Ancak madalyonun bir de öteki yüzü var!
KRT Televizyonu’nda Salı akşamları yayınlanan “Anlamak İçin” isimli programda da beraber olduğumuz Zeynep Gürcanlı da Dünya Gazetesi’ndeki köşesinde işte tam da bu yüze dikkat çekmiş. Yazıda Türkiye’nin de yakın bir dönemde yaptırımları uygulama konusunda Batı kanadından daha fazla baskı göreceğini yazmış.
Savaşın beklenenden daha uzun süre devam ettiği bir ortamda, bu krizi fırsata çevirme fikri ters de tepebilir. Yani Rus oligarkların Türkiye tercihi bir anda beklenenin tam tersi sonuçlara neden olabilir.

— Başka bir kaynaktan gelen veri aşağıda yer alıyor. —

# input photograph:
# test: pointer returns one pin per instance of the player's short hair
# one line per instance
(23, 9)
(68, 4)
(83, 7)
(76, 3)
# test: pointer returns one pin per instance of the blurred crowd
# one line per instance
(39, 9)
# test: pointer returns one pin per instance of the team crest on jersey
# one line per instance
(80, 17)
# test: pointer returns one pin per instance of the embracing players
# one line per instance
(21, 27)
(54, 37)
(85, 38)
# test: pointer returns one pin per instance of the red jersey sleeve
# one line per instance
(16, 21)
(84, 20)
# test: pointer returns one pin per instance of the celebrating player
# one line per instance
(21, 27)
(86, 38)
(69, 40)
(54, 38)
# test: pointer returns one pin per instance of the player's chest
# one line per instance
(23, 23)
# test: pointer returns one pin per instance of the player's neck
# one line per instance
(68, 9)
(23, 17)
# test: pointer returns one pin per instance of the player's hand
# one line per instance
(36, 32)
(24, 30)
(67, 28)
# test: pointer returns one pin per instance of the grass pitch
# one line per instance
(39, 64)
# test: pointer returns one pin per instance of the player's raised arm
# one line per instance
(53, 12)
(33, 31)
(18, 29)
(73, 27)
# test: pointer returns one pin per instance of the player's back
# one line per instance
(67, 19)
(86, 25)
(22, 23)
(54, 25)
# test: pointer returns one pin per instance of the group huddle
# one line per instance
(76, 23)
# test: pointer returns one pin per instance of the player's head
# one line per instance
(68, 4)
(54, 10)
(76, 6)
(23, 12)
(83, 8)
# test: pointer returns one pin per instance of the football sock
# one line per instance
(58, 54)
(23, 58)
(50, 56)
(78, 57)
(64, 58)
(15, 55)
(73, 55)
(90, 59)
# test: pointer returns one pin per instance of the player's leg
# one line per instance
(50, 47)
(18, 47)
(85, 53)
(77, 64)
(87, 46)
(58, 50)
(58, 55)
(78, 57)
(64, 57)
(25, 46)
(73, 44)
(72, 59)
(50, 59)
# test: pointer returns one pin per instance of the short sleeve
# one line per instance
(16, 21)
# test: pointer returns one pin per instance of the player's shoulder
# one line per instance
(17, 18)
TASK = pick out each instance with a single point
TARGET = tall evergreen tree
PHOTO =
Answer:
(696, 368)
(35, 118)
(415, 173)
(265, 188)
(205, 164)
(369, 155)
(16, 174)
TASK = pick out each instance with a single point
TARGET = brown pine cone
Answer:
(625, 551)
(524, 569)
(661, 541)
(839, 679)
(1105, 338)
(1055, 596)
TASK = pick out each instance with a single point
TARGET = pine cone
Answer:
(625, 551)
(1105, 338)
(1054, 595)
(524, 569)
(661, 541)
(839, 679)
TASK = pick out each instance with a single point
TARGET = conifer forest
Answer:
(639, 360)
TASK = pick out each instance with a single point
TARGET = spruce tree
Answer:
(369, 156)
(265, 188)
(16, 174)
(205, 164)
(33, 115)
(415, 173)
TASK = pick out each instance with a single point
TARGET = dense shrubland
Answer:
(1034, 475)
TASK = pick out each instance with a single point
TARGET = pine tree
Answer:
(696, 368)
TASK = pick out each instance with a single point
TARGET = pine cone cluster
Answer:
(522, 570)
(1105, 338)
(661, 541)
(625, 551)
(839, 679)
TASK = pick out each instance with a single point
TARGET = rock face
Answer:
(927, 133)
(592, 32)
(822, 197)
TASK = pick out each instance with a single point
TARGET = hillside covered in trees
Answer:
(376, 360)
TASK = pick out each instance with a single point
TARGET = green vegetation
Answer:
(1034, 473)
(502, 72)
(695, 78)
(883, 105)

Türkiye’nin zaten bir süredir olumsuz seyreden ABD ve AB bloğu ile ilişkilerindeki sorunlar daha da derinleşebilir.
Kısa vadede seçime doğru gittiğimiz ve ekonomik sıkıntıların bu kadar can yakıcı şekilde hissedildiği bir dönemde belki hükümet adına stratejik bir hamle gibi görünse de uzun vadede çok daha büyük kayıplara neden olabilir.
Bir kez daha hatırlatalım!
Oldukça hassas yürütülen bu süreçte, kısa vadeli seçim stratejileri için Türkiye’nin geçmişten bu yana takip ettiği stratejik hedeflere göre hareket edilmesi uzun vadede çok daha büyük önem taşıyor!